Still, though, a Twitter search will quickly show you that no, North Carolinians have definitely not gotten over this.
People are willing to suspend their disbelief for a lot of things they read or watch on television, but when someone messes up a detail about the place where you live? YOU WILL DIE ON THAT HILL.
This is not a new thing. Growing up in Ohio, I felt extreme discomfort over the fact that Major League was about Cleveland’s baseball team, but the actual stadium they filmed in was the old County Stadium in Milwaukee. Every time I’d point at the screen and say “YOU IDIOTS, THERE’S NO CHANNEL 4 NEWS IN CLEVELAND,” or “THE OUTFIELD BLEACHERS DO NOT ACTUALLY LOOK LIKE THAT.” The Hollywood coup de grâce for North Carolina, at least until recently, came at the beginning of Days of Thunder, which depicted North Carolina’s largest city thusly:
It’s not just fictional movies. This sort of thing can happen in completely truthful, non-fictional shows that pride themselves on accuracy and fairness. I’m talking, of course, about The Bachelor.
So, folks, it is time for a Festivus-style Airing of Grievances. What shows or movies about North Carolina irk you because they got a small but easily-Googlable detail wrong? Or, what fictional North Carolina transportation option would be less accurate than the one depicted in Outer Banks? What, dear reader, is your personal ferry to Chapel Hill?
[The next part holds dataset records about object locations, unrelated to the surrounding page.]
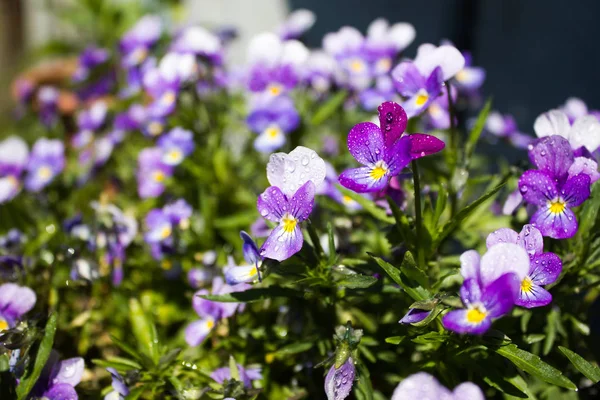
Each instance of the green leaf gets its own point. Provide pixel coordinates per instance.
(415, 291)
(34, 369)
(368, 205)
(357, 281)
(533, 365)
(329, 107)
(143, 330)
(252, 295)
(476, 131)
(590, 371)
(453, 224)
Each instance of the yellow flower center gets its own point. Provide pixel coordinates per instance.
(556, 206)
(476, 314)
(526, 284)
(158, 176)
(289, 223)
(379, 171)
(45, 172)
(357, 65)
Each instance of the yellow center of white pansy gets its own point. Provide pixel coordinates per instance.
(476, 314)
(288, 222)
(557, 206)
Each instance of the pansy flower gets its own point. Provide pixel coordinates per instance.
(544, 268)
(425, 387)
(560, 183)
(584, 133)
(47, 159)
(176, 144)
(295, 178)
(15, 301)
(421, 80)
(272, 121)
(384, 152)
(152, 172)
(490, 289)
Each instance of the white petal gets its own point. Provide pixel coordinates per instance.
(290, 171)
(265, 48)
(501, 259)
(585, 132)
(553, 122)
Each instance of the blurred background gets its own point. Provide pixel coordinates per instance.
(537, 53)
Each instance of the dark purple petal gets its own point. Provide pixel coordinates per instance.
(502, 235)
(282, 244)
(553, 154)
(392, 120)
(532, 295)
(457, 321)
(499, 296)
(531, 240)
(414, 315)
(537, 187)
(361, 181)
(545, 268)
(576, 190)
(271, 204)
(302, 202)
(62, 391)
(555, 225)
(366, 143)
(423, 145)
(470, 291)
(407, 79)
(338, 382)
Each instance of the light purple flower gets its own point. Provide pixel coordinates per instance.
(47, 159)
(490, 289)
(553, 189)
(152, 172)
(338, 382)
(176, 144)
(425, 387)
(248, 375)
(384, 151)
(544, 268)
(15, 301)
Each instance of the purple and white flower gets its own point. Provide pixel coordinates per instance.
(544, 268)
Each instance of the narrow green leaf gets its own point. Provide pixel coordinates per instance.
(476, 131)
(34, 369)
(590, 371)
(533, 365)
(252, 295)
(357, 281)
(368, 205)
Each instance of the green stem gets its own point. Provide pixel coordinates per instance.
(418, 216)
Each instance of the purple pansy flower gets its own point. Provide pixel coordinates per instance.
(152, 172)
(421, 80)
(338, 382)
(556, 186)
(15, 301)
(384, 152)
(247, 375)
(295, 178)
(176, 144)
(425, 387)
(490, 289)
(210, 311)
(272, 121)
(584, 133)
(47, 159)
(544, 268)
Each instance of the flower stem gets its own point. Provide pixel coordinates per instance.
(418, 215)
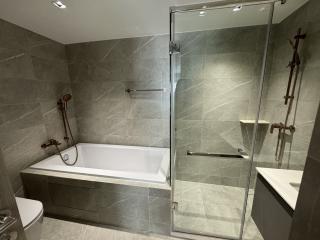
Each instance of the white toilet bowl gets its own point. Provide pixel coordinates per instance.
(31, 213)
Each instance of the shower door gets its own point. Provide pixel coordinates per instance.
(217, 67)
(10, 227)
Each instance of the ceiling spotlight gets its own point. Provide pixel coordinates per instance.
(59, 4)
(202, 13)
(237, 8)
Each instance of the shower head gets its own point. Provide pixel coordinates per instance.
(66, 97)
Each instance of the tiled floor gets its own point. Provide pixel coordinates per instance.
(202, 208)
(212, 210)
(54, 229)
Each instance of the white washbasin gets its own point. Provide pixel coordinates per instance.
(285, 182)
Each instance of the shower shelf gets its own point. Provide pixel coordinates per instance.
(254, 121)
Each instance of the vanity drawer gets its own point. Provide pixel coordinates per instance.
(272, 215)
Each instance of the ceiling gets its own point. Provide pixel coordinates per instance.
(93, 20)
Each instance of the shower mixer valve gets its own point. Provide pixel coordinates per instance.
(51, 142)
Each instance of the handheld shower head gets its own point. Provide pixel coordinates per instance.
(67, 97)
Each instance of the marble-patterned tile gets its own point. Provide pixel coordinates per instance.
(58, 229)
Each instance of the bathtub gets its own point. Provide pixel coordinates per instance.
(116, 161)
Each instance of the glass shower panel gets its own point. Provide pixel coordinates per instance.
(216, 97)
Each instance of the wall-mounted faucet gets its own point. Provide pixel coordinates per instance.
(51, 142)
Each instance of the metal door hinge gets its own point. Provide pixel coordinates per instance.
(174, 205)
(6, 221)
(174, 47)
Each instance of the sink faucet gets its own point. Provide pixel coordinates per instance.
(51, 142)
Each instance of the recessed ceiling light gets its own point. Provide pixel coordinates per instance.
(202, 13)
(237, 8)
(59, 4)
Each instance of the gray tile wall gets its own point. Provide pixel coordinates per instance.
(102, 71)
(33, 75)
(304, 112)
(219, 77)
(135, 208)
(218, 87)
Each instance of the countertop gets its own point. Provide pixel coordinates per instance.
(285, 182)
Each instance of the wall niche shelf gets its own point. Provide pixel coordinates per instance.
(254, 121)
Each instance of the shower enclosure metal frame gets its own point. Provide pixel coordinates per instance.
(174, 49)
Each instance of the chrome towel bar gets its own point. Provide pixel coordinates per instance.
(129, 90)
(221, 155)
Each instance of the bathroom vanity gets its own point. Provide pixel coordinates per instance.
(274, 201)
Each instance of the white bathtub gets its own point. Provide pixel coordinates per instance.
(129, 162)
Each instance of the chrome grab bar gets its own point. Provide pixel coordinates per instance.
(129, 90)
(6, 221)
(221, 155)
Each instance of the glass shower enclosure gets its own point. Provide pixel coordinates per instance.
(218, 63)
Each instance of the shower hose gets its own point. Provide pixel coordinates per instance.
(65, 118)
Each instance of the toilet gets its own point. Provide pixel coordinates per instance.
(31, 213)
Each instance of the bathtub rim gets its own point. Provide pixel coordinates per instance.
(164, 167)
(100, 179)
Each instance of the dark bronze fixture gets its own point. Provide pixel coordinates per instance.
(294, 65)
(51, 142)
(63, 106)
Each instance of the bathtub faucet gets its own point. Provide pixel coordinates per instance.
(51, 142)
As always, reply to this email, leave a comment, or tweet at me.
Time for me to go. I’ve gotta catch the 4:30 aerial gondola from Winston-Salem to Boone.
UPDATE: This post begat the Outer Banks Fictional Transportation Generator seen below (please share it at will!). It also led many of you to point out the many, many mistakes that shows and movies make in depicting North Carolina. You can read that followup story here.
I watched S2 E1 last night. They talked about Masonboro Sound. Masonboro is off the south end of Wrightsville Beach; its nowhere near the OBX. Peasants
Towns that used to be separate and are now together:
Winston-Salem
Fuquay-Varina
Towns that used to be separate and remain that way to this day:
Raleigh-Durham
(I know this frustration! Went to a school depicted in a movie as Romanesque Revival brick. The school is almost entirely built of locally quarried granite.)